Depuis cette perspective, les itinéraires s’érigent en un
point de rencontre possible avec une histoire et une géographie
affaiblies dans leurs contenus, en une récupération du temps et
de l’espace propres de chaque culture. Ils offrent également
l’occasion de revenir à partager un espace culturel commun et
à établir un lien entre le territoire et un patrimoine
intangible cher à la vie traditionnelle des communautés impliquées
dans son trajet. Tous
et chacun des peuples ont apporté une connaissance et une culture
qui, grâce à l’effet multiplicateur des échanges, se sont
ancrées dans l’humanité, en adoptant des formes et des caractéristiques
propres dans chaque cas. L’analyse
et l’interprétation de ces croisements permettent d’affirmer
nos traits et caractéristiques et, simultanément, nous apportent
une autre image plus intégrale de nous-mêmes”. “Actuellement
l’état du patrimoine culturel de nombreux itinéraires
culturels est préoccupant. Son intégrité culturelle est détruite,
son patrimoine commun est morcelé en systèmes culturels
nationaux fermés et, dans la plupart des cas il est peu connu
dans le monde. Il
n’y a pas des politiques coordonnées pour la protection et la
promotion du patrimoine.
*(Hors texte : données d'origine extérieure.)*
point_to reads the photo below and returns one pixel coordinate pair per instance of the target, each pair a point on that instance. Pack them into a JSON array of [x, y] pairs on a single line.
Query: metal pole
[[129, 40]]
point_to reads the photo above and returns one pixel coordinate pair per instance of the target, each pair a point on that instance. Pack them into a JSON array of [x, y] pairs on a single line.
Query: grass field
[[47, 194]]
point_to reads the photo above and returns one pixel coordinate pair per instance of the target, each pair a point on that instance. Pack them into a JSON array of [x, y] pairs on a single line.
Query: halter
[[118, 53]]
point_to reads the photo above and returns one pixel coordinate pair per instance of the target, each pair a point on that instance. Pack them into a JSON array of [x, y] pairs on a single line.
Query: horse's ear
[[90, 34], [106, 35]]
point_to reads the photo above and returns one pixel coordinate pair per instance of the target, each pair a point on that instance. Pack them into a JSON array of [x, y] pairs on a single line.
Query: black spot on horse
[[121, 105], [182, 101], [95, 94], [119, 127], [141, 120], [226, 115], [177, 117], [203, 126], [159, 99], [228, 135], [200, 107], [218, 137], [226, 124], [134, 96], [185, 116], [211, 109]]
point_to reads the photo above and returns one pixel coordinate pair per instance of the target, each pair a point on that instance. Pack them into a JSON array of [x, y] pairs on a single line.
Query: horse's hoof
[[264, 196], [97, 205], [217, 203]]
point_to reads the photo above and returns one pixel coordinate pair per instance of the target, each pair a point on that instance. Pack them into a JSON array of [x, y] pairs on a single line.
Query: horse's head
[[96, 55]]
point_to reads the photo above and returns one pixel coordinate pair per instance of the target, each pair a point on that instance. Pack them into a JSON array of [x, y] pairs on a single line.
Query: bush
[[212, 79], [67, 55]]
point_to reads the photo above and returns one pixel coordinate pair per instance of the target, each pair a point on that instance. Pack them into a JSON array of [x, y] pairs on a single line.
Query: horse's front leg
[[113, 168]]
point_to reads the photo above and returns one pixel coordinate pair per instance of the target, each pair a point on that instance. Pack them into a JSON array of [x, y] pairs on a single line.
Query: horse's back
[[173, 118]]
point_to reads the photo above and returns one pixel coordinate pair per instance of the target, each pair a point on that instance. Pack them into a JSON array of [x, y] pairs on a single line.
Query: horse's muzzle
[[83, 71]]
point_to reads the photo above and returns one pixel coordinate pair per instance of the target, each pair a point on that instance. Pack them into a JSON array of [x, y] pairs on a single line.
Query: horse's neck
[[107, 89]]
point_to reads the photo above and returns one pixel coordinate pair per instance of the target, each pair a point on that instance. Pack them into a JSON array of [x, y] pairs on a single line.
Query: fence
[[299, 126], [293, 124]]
Avec les crises économiques et la législation
obsolète des pays en transition, les conflits militaires et
ethniques, les catastrophes naturelles touchent directement le
patrimoine culturel vulnérable et le mettent en danger.
L’identification, l’étude et la promotion des itinéraires
culturels doit consister à aider à mettre un terme à cet état
de choses en lançant l’idée de ce rôle nouveau du patrimoine
culturel et définir, pour la première fois, la macroestructure
du patrimoine dans les itinéraires culturels regionaux et
internationaux, de l’identifier en tant que système, communauté
unie ayant ses propres infraestructures, noyaux, zones et centres
et non plus comme une simple somme de systèmes nationaux isolés”.